As it stands now, if Argentina doesn't pay a group of hedge fund managers over $1.3 billion by July 30, the country could go into default.
For the Republic, that means money printing, inflation, and general disaster.
For investors, like Michael Novogratz of Fortress Investments, that means buying, buying, buying.
"If something doesn't happen and there's a default we're going to see a sell-off," said Novogratz at the CNBC/Institutional Investor Delivering Alpha conference on Wednesday, "but that's an opportunity for capital coming in."
To Novogratz, Argentina follows his macro-investing theme of looking at countries that are "so bad, they're good." These are countries that could very well be on the road to improvement — he mentioned India (where a recent election brought in a reform government), Japan (still experimenting with "Abenomics"), and Brazil (where President Dilma Rousseff could soon be on the way out).
Argentina fits this bill because, even if it does manage to avoid default, its current regime will be on the way out by 2015.

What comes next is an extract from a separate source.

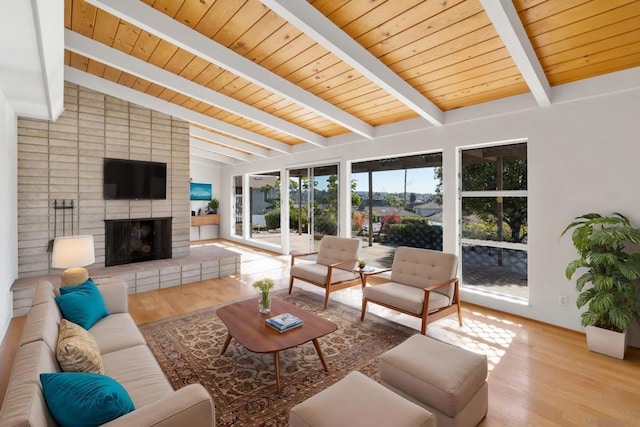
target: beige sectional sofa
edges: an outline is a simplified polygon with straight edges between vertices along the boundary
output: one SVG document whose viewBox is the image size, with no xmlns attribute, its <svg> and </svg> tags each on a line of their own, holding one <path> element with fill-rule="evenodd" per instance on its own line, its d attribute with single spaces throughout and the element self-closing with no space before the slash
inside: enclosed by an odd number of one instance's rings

If it does default, though, everything will hit rock bottom. This was when the group of "vulture" hedge fund managers, who Argentina refuses to pay, bought the country's sovereign debt.
So if it does default, history repeats itself, and Argentina will set itself up to be "vulture" food yet again.
"We're long stocks, long bonds, long currency," said Novogratz. "We'll know [if the country will default] in two weeks."